A travers ce rapport, Baker oppose le pragmatisme néoréaliste de Bush père à l’entêtement idéologique de G.W. Bush, Cheney et Rice. Le président reste dans sa bulle, en dépit de trois ans d’échecs. La pression américaine sur Israël est bien moindre depuis 2000, la perspective d’un Etat palestinien plus éloignée; l’Irak est en guerre civile, sinon en cours de partition de facto; Le Hezbollah, le Hamas, le président iranien et Al Qaida gagnent des émules jusque parmi les modérés. La crise iranienne risque de devenir incontrôlable, ne laissant alors d’autres options que des frappes israéliennes isolées ou une nouvelle guerre conduite par Washington, dont nul aujourd’hui n’a la volonté ni les moyens.

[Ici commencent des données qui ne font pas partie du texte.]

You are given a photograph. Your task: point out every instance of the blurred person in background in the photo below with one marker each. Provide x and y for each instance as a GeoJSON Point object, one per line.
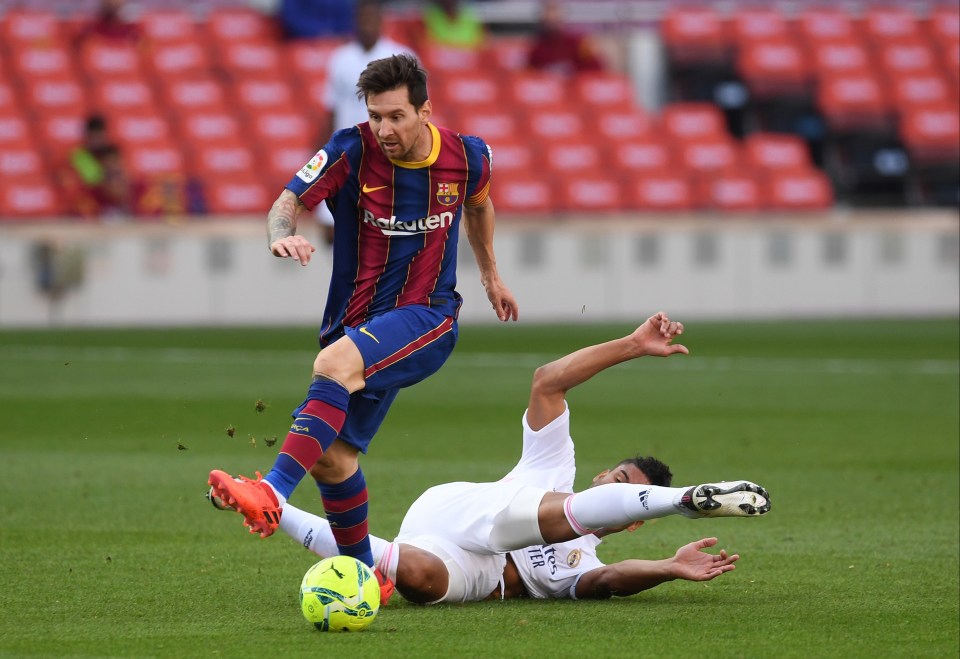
{"type": "Point", "coordinates": [558, 48]}
{"type": "Point", "coordinates": [109, 24]}
{"type": "Point", "coordinates": [309, 19]}
{"type": "Point", "coordinates": [94, 181]}
{"type": "Point", "coordinates": [452, 23]}
{"type": "Point", "coordinates": [343, 108]}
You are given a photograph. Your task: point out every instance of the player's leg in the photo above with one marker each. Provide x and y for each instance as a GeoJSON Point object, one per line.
{"type": "Point", "coordinates": [614, 506]}
{"type": "Point", "coordinates": [338, 370]}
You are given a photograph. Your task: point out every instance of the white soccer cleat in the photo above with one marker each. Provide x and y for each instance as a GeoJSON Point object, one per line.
{"type": "Point", "coordinates": [727, 499]}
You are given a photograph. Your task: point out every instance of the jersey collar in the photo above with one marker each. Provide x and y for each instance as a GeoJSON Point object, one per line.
{"type": "Point", "coordinates": [432, 158]}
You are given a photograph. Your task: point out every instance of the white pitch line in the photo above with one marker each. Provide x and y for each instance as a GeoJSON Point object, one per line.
{"type": "Point", "coordinates": [525, 361]}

Il reste deux ans à G. W. Bush: il peut tenter de sortir honorablement du bourbier, sans garantie de succès, en suivant les recommandations de Baker. Il peut aussi continuer à faire le sourd et l’aveugle en acceptant de ne considérer pour la forme que des propositions mineures, et conduire le Moyen-Orient vers des heures sombres La pression des Démocrates au Congrès et au Sénat dès janvier 2007 fera peut-être la différence.